The team is led by Haitao Liu, Chemistry. An additional team member is from the Department of Chemical & Petroleum Engineering.

Abstract: Thermal transport across liquid-solid interfaces is typically limited by energy mismatch and poor coupling between the vibrational modes of liquid molecules and phonons in solids. Recent research has shown that single-layer graphene, due to its atomic thinness, allows liquid molecules on either side of it to "feel" each other. This result suggests the possibility of achieving direct vibrational coupling across graphene and enhanced thermal transport. This project aims to test the hypothesis that graphene is "thermally transparent" in cross-membrane heat transport. We will fabricate single-layer graphene membranes sandwiched between water and toluene and measure the thermal resistance at the liquid-liquid junctions with and without graphene. If successful, this new thermal transport mechanism could significantly enhance heat exchange efficiency at the nano and microscale, with broad applications in energy and microelectronics.  
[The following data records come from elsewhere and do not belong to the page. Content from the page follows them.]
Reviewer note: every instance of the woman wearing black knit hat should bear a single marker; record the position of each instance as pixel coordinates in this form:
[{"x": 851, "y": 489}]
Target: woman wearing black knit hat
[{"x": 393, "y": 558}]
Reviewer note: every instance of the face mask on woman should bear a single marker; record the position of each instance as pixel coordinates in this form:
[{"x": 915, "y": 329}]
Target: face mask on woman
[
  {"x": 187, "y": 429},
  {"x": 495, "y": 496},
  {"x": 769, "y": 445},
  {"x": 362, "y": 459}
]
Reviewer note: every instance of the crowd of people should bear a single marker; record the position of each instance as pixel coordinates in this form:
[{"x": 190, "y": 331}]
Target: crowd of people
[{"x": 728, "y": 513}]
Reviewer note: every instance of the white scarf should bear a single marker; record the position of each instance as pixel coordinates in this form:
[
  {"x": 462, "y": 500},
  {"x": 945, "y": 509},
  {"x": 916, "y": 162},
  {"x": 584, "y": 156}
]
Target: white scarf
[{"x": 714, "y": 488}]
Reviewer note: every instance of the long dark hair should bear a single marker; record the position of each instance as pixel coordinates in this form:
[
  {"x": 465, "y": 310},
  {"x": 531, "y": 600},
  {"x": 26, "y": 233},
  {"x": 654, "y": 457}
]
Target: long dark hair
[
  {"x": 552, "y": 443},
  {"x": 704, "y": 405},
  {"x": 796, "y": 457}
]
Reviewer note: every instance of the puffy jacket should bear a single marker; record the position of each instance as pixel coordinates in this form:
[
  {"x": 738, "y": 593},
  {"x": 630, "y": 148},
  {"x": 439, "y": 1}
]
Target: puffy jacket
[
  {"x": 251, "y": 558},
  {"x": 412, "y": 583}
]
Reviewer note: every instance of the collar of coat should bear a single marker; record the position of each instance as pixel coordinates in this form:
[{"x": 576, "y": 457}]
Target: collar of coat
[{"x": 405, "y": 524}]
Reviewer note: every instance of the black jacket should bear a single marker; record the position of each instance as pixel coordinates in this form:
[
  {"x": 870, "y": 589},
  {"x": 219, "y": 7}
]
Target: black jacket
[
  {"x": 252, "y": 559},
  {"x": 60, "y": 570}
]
The team is led by Heeyoung Lee, Health & Community Systems.  Additional team members are from the Departments of Medicine and Psychiatry.  

Abstract: Individuals with schizophrenia who take antipsychotic drugs (APDs) experience a 15-20 year reduction in life expectancy, partly due to APD-induced metabolic dysfunction (e.g., diabetes), which increases the risk of cardiovascular disease and mortality. Bromocriptine, an inexpensive, FDA-approved treatment for diabetes, has limited research in schizophrenia. This study aims to evaluate the safety and tolerability of bromocriptine and to explore its potential to improve these metabolic dysfunctions.  

The team is led by Vikas Khanna, Civil & Environmental Engineering.  Additional team members are from the Department of Civil & Environmental Engineering.

Abstract: Allegheny County’s combined sewer system is inadequate for handling wet weather events, leading to approximately 9.5 billion gallons of combined sewer overflow (CSO) and sanitary sewer overflow annually. This poses significant risks to public and environmental health, exacerbated further by climate change and increasing extreme weather events. While green-grey infrastructure addresses stormwater capture, there are significant knowledge gaps regarding the economic and environmental feasibility of treating stormwater for potable and non-potable uses. This project will use a system-level approach to assess the economic and environmental sustainability of reclaiming stormwater for beneficial uses in Pittsburgh, bringing together experts in water and wastewater technologies, environmental microbiology and public health, contaminant transport, and water treatment processes. The results will inform broader strategies for managing stormwater in Northeastern U.S. cities with CSO issues and contribute to the Civil and Environmental Engineering Department's “One Water” initiative for sustainable water systems.